Today we’re looking at the investment potential of UK KGIII 1787 shillings. Right off the bat this coin type is of interest to an Australian audience as it was listed on Governor King’s 1800 proclamation and is a definite early Australian coin and even if you take a narrow view of such things, is without doubt an ‘Australian Proclamation’ coin. The mighty PCGS includes this coin in its “Set Composition: Australian Proclamation Type Set, Circulation Strikes (1700-1826)”.
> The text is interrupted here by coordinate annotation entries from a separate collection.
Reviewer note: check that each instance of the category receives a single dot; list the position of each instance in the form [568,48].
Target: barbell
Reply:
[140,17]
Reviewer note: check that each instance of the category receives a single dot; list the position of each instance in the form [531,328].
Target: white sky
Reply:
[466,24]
The bog standard version is Spink# 3743 which had a book value of around AUD 60 in Fine in 2014 [from Spink 49th ed]. The current book value of that kind of coin is around AUD 40 [ based on Tony Clayton’s wonderful resource at http://www.coins-of-the-uk.co.uk/ ].
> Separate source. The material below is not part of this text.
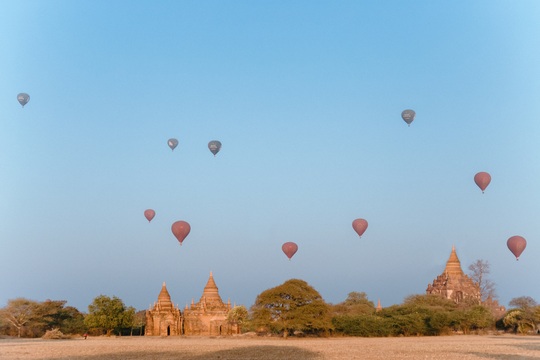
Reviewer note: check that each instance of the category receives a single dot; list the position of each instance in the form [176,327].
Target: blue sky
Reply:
[306,98]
The 2014 Spink value for EF coins was around AUD 320 and these days has dropped to around AUD 200, so it seems that these coins are relatively easy to come by and are quite well within reach for collectors.
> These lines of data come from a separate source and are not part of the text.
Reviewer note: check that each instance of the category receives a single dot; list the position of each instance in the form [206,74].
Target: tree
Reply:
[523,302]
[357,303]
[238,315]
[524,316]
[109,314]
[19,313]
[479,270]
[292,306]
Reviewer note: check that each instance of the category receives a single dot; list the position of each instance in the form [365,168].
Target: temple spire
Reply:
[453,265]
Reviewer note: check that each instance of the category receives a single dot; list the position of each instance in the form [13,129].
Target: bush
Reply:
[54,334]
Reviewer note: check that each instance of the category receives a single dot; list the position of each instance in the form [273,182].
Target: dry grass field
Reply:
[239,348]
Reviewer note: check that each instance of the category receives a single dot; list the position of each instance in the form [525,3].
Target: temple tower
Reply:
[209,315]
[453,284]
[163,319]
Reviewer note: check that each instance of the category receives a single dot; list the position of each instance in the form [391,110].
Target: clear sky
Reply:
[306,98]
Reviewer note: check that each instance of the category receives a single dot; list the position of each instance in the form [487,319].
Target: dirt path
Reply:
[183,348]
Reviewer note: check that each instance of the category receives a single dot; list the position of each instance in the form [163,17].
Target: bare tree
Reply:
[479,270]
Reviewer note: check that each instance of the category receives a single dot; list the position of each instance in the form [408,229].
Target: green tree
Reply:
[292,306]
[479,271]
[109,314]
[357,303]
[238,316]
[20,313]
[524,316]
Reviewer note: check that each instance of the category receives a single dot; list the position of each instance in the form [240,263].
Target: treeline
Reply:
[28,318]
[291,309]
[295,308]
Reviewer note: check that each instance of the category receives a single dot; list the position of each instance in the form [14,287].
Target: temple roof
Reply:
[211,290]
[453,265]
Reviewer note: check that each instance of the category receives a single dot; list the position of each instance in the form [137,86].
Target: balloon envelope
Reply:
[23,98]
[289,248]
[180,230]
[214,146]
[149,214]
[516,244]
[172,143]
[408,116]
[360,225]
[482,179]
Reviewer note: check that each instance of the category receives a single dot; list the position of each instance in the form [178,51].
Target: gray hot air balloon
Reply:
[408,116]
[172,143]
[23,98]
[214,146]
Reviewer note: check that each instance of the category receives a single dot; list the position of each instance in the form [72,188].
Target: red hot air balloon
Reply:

Not surprisingly, my take is that this standard version – without the semee of hearts and with the stops – is really not the coin you’re looking for; it’s unlikely to significantly increase in value because there are plenty around and now is probably a good time to go shopping for one in the higher EF grade.
There are a couple of known varieties, we’ll consider Spink# 3746 which includes a semee of hearts in the Hanoverian shield on the reverse (it’s probably the easiest to spot, the other varieties have no stops in the obverse design or at the date).
The news is a little better, but not great since the Spink 2014 value was around AUD 60 in Fine and more recently Tony Clayton suggests around AUD 70 for that kind of shilling. Still it’s holding its value which is the first step to an increase!
All this doom and gloom over value notwithstanding, it’s still ‘The King’s Shilling’ – a classic 18th century silver coin used all over the world and one that, for me, certainly looks like a proper shilling.